= David R. Bean =

American politician

David R. Bean (January 26, 1827 - March 26, 1891) was an American miller from Waukau, Wisconsin who spent one term as a Republican member of the Wisconsin State Assembly, and another as a Greenback Party member of the same body.

== Background ==
Bean was born January 26, 1827, in Milton in Chittenden County, Vermont, and had a public school education. In 1850 he went to California, and spent three and a half years mining there. He returned to Vermont for about a year, then moved to Wisconsin in 1856, spending some time in Omro before settling at Waukau and beginning the construction of a flour mill there in which he had a half-interest.

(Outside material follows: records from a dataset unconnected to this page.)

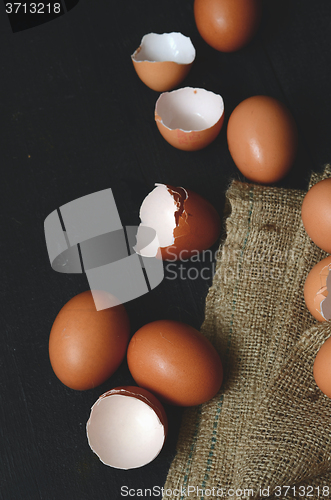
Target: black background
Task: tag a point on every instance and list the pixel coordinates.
(75, 119)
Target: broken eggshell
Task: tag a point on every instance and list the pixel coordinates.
(185, 223)
(189, 118)
(317, 284)
(322, 368)
(127, 427)
(162, 61)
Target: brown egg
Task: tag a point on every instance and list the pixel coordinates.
(185, 223)
(315, 290)
(227, 25)
(86, 346)
(127, 427)
(262, 139)
(322, 368)
(175, 362)
(316, 214)
(189, 118)
(163, 61)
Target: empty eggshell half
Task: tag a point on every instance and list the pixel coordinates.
(127, 427)
(189, 118)
(185, 223)
(162, 61)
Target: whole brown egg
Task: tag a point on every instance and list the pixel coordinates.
(86, 346)
(227, 25)
(262, 139)
(185, 223)
(175, 362)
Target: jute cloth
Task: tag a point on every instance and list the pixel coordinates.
(269, 427)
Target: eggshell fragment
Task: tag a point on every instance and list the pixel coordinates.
(189, 118)
(162, 61)
(322, 368)
(185, 223)
(227, 25)
(316, 290)
(87, 346)
(127, 427)
(175, 362)
(316, 214)
(262, 139)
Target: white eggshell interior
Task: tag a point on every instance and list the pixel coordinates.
(189, 109)
(124, 431)
(158, 212)
(165, 47)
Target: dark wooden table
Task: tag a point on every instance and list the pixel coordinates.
(75, 119)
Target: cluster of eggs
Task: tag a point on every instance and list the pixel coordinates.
(170, 361)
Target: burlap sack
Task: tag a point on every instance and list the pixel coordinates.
(268, 431)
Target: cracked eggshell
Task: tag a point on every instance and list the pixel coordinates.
(175, 362)
(162, 61)
(87, 346)
(316, 214)
(185, 223)
(227, 25)
(262, 139)
(127, 427)
(316, 290)
(189, 118)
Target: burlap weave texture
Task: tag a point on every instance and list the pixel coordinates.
(269, 426)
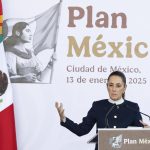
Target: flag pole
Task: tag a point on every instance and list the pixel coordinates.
(53, 59)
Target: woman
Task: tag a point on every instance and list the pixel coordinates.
(23, 66)
(115, 112)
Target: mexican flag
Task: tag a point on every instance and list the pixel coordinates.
(7, 120)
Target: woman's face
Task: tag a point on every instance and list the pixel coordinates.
(26, 35)
(115, 87)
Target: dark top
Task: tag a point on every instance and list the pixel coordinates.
(106, 115)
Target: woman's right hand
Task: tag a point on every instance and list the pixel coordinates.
(60, 110)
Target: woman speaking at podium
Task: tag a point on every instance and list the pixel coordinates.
(115, 112)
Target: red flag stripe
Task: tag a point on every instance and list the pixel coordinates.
(7, 129)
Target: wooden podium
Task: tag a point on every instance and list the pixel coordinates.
(122, 139)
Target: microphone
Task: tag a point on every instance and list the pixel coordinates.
(106, 116)
(137, 111)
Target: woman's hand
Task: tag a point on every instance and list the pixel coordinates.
(60, 110)
(31, 77)
(145, 124)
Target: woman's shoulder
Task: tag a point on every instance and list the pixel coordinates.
(101, 102)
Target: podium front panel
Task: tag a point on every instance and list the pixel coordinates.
(124, 139)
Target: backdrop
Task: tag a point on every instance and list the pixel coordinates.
(94, 38)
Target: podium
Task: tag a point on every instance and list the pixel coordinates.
(122, 139)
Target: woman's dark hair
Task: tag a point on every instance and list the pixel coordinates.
(10, 41)
(122, 76)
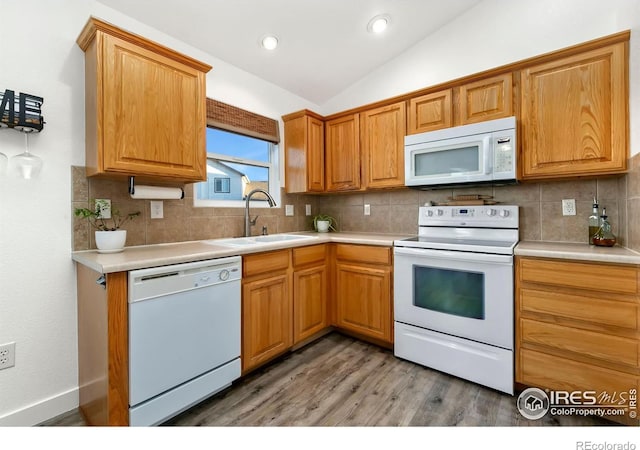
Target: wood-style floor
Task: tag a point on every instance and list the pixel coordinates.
(340, 381)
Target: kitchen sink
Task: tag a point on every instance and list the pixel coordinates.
(259, 240)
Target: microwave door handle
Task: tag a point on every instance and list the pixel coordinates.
(487, 154)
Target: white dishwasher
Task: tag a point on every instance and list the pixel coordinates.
(184, 336)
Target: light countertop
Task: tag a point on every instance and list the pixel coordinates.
(144, 256)
(576, 251)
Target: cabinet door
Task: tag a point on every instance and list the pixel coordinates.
(574, 115)
(487, 99)
(315, 155)
(363, 297)
(309, 302)
(342, 141)
(304, 153)
(383, 130)
(154, 114)
(266, 320)
(430, 112)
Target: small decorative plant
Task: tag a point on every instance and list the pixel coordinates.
(329, 223)
(100, 223)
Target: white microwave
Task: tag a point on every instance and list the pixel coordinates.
(479, 153)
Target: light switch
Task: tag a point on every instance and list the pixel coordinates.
(288, 210)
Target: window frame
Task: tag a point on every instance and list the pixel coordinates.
(272, 166)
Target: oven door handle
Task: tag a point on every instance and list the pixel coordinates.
(449, 255)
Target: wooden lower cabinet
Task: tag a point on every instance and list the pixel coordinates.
(363, 291)
(266, 316)
(284, 301)
(578, 329)
(310, 283)
(266, 307)
(103, 347)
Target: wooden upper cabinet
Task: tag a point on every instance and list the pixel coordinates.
(342, 152)
(145, 107)
(304, 152)
(486, 99)
(382, 139)
(574, 115)
(430, 112)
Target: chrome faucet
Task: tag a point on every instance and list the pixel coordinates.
(248, 222)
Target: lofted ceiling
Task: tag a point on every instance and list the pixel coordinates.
(324, 45)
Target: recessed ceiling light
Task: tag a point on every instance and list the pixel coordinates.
(379, 23)
(269, 42)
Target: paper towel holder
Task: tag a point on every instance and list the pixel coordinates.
(132, 187)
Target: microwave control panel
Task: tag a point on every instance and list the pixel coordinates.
(503, 155)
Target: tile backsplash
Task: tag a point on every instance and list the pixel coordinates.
(540, 207)
(391, 211)
(182, 221)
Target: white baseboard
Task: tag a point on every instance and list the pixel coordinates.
(41, 411)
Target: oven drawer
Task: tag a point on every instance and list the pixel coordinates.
(603, 347)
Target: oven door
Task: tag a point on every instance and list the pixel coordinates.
(464, 294)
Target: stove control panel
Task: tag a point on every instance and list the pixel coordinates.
(481, 216)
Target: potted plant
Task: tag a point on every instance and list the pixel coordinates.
(322, 223)
(109, 237)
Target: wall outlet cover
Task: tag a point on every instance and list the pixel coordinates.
(157, 209)
(7, 355)
(569, 207)
(288, 210)
(104, 205)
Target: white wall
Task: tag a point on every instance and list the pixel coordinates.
(37, 276)
(498, 32)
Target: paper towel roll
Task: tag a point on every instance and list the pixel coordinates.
(157, 193)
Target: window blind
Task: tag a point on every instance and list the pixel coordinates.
(237, 120)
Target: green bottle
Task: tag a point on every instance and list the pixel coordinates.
(594, 221)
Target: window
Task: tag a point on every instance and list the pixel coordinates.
(237, 164)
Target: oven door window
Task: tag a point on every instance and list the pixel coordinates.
(456, 292)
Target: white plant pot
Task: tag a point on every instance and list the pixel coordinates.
(110, 241)
(323, 226)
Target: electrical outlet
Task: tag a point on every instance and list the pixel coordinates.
(104, 206)
(288, 210)
(569, 207)
(157, 209)
(7, 355)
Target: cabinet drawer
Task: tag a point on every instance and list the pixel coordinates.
(364, 254)
(539, 369)
(597, 277)
(579, 307)
(265, 262)
(586, 343)
(309, 255)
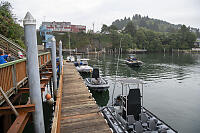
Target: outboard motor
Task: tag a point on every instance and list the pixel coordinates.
(95, 73)
(134, 103)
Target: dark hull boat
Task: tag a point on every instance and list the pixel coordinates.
(96, 83)
(134, 63)
(127, 115)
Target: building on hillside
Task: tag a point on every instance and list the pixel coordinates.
(63, 27)
(197, 43)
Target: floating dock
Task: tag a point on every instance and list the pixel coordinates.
(79, 111)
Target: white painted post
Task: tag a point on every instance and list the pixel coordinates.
(53, 61)
(33, 71)
(60, 55)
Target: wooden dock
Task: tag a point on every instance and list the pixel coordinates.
(79, 111)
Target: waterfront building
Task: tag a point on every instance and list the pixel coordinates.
(64, 27)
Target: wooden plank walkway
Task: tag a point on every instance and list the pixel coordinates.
(79, 111)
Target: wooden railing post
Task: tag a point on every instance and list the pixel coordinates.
(33, 71)
(14, 78)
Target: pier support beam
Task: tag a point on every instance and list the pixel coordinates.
(60, 56)
(33, 71)
(53, 61)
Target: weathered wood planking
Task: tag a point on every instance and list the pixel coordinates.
(80, 113)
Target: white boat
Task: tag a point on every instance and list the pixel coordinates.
(133, 61)
(127, 114)
(83, 66)
(96, 83)
(70, 58)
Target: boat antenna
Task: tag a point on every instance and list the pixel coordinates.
(116, 70)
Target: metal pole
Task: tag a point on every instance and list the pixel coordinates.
(60, 55)
(33, 71)
(53, 61)
(8, 101)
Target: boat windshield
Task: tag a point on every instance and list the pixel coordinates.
(130, 81)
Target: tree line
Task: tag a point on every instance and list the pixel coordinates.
(143, 38)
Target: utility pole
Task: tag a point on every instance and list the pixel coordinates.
(33, 71)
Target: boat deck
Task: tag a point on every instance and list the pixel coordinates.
(79, 111)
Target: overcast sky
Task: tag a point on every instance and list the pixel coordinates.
(87, 12)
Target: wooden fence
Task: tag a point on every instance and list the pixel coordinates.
(13, 74)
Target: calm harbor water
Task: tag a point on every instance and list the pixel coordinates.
(171, 90)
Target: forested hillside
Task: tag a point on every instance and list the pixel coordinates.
(150, 23)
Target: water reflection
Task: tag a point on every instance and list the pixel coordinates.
(171, 89)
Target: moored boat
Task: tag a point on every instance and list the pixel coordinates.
(96, 83)
(127, 114)
(83, 67)
(133, 61)
(70, 58)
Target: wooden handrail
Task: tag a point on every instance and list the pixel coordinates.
(12, 73)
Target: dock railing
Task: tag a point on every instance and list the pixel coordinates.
(14, 74)
(57, 114)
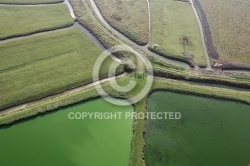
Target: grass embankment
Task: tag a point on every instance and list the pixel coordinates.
(27, 2)
(24, 20)
(137, 140)
(128, 17)
(228, 24)
(42, 65)
(175, 29)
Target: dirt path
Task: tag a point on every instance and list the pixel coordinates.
(135, 46)
(202, 37)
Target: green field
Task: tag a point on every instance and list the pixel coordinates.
(175, 29)
(210, 132)
(59, 141)
(229, 25)
(38, 66)
(24, 20)
(128, 17)
(29, 1)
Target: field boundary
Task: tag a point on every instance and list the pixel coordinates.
(31, 4)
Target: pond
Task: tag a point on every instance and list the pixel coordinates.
(210, 132)
(57, 139)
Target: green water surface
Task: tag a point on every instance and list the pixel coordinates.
(55, 140)
(210, 133)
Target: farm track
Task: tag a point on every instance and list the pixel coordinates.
(76, 24)
(202, 37)
(124, 38)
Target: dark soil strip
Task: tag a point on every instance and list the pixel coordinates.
(208, 38)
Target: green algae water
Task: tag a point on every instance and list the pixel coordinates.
(55, 140)
(210, 133)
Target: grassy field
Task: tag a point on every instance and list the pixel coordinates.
(29, 1)
(128, 17)
(175, 29)
(229, 23)
(43, 65)
(23, 20)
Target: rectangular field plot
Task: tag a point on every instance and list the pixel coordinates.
(175, 29)
(24, 20)
(42, 65)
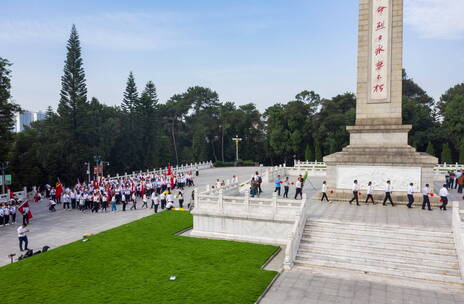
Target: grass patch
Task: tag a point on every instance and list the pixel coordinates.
(132, 264)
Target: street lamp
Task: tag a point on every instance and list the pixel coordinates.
(88, 169)
(237, 140)
(3, 166)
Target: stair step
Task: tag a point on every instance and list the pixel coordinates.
(380, 234)
(364, 226)
(434, 261)
(376, 230)
(377, 239)
(380, 264)
(406, 251)
(382, 270)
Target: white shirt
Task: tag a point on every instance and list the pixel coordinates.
(370, 189)
(21, 231)
(425, 191)
(388, 188)
(410, 190)
(443, 192)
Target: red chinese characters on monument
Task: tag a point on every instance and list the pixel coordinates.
(379, 43)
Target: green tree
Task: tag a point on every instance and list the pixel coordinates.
(461, 153)
(309, 153)
(318, 152)
(446, 154)
(430, 150)
(7, 109)
(73, 96)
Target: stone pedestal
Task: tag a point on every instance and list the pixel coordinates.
(379, 149)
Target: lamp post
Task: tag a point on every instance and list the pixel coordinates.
(3, 166)
(237, 140)
(97, 159)
(88, 169)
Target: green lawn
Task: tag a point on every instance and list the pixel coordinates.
(132, 264)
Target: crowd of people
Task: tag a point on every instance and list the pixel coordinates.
(152, 190)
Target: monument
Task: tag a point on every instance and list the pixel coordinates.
(378, 149)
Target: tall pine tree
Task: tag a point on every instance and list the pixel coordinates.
(73, 88)
(7, 109)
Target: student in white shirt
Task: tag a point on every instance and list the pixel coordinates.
(388, 191)
(410, 195)
(355, 189)
(370, 193)
(444, 197)
(425, 197)
(23, 237)
(324, 192)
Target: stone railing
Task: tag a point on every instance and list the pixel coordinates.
(180, 169)
(19, 194)
(295, 236)
(268, 176)
(230, 186)
(443, 168)
(318, 168)
(270, 208)
(458, 233)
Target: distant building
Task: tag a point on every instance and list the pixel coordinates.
(26, 118)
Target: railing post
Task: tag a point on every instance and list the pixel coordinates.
(274, 203)
(221, 201)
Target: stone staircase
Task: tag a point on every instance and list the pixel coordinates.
(407, 252)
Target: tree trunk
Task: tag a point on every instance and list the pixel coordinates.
(174, 141)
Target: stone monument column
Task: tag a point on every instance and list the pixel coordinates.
(379, 149)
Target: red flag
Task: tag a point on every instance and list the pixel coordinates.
(24, 205)
(59, 189)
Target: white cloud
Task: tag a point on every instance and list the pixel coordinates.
(436, 19)
(114, 31)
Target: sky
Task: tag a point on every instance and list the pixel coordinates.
(259, 51)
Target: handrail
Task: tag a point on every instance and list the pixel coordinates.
(295, 236)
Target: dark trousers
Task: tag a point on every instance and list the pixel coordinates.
(388, 197)
(369, 196)
(355, 197)
(286, 191)
(324, 195)
(300, 192)
(426, 201)
(23, 239)
(410, 200)
(444, 200)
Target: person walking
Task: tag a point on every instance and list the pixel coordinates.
(278, 185)
(286, 187)
(410, 195)
(425, 197)
(444, 197)
(324, 192)
(355, 189)
(370, 193)
(180, 196)
(22, 230)
(388, 191)
(113, 203)
(299, 188)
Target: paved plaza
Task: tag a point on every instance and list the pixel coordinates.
(62, 227)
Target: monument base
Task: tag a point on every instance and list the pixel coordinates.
(378, 154)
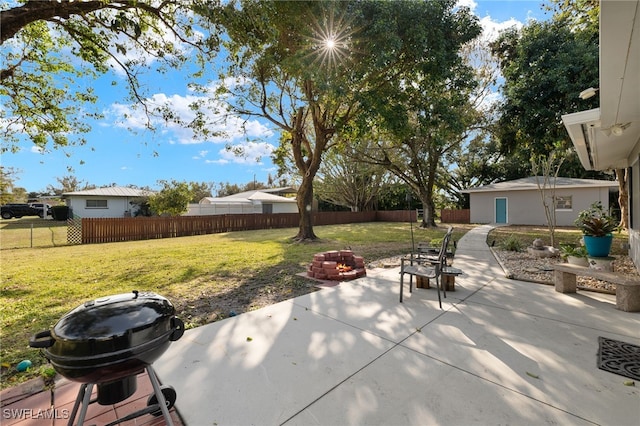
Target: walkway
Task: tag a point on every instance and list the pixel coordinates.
(501, 352)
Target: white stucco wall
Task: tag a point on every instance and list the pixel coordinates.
(525, 207)
(116, 207)
(256, 207)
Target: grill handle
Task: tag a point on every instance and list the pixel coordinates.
(178, 329)
(42, 340)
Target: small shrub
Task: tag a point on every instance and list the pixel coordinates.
(512, 243)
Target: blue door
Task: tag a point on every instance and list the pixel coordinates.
(501, 210)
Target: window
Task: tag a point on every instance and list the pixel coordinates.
(96, 204)
(563, 202)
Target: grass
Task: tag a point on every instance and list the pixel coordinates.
(205, 277)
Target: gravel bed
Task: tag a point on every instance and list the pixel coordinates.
(527, 267)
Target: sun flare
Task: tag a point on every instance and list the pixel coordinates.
(331, 40)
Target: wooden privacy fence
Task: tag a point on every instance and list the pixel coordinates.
(107, 230)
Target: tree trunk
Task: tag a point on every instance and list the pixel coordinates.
(426, 192)
(429, 211)
(623, 197)
(305, 208)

On September 14, 1863, he married Julia M. Boardman of Milton, Vermont, back home in Vermont. As of 1881, they would have two children. He was an active member of the Masonic Lodge in Berlin. In 1867, Bean and his wife sold land for the building of Waukau Methodist Episcopal Church next door to their home. He is reported to have given generously toward the purchase of a church bell, "so my name will always be remembered in connection with the church"; and was a member of the congregation, with his own pew (the only one with a cushion).

== Public office ==
Bean's 1880 official biography reports that he "held various local offices" (he was chairman of the town board in Waukau for at least two years). He was elected to the Assembly in 1862 as a Republican to represent the third Winnebago County district (the Towns of Black Wolf, Nekemi, Utica, Nepeuskun, Rushford, and Omro), succeeding fellow Republican Armine Pickett. He was assigned to the standing committees on agriculture and manufactures, and on banks and banking. He was not re-elected in 1863, and was succeeded by Republican Emery Davis. He was elected to the Assembly again in 1880, this time as a Greenback, receiving 510 votes against 451 for Republican former State Representative Alson Wood and 249 for Democrat John De Foe (Greenback incumbent Milan Ford was not a candidate for re-election). He was the only Greenback to be elected to the Assembly that year, although there was one "Greenback Democrat" (John C. Petersen). Bean was assigned to the committee on public improvements. He was defeated when he ran for re-election in 1881 by Republican Thomas J. Bowles, with 699 votes for Bowles, 424 for Bean, and 395 for Democrat Joseph Deyce. He would later run as a Greenback for the state Senate in 1882, and as a Democratic and Populist fusion candidate in 1886.

== Death and burial ==
He died March 26, 1891, and is buried in Omro Cemetery.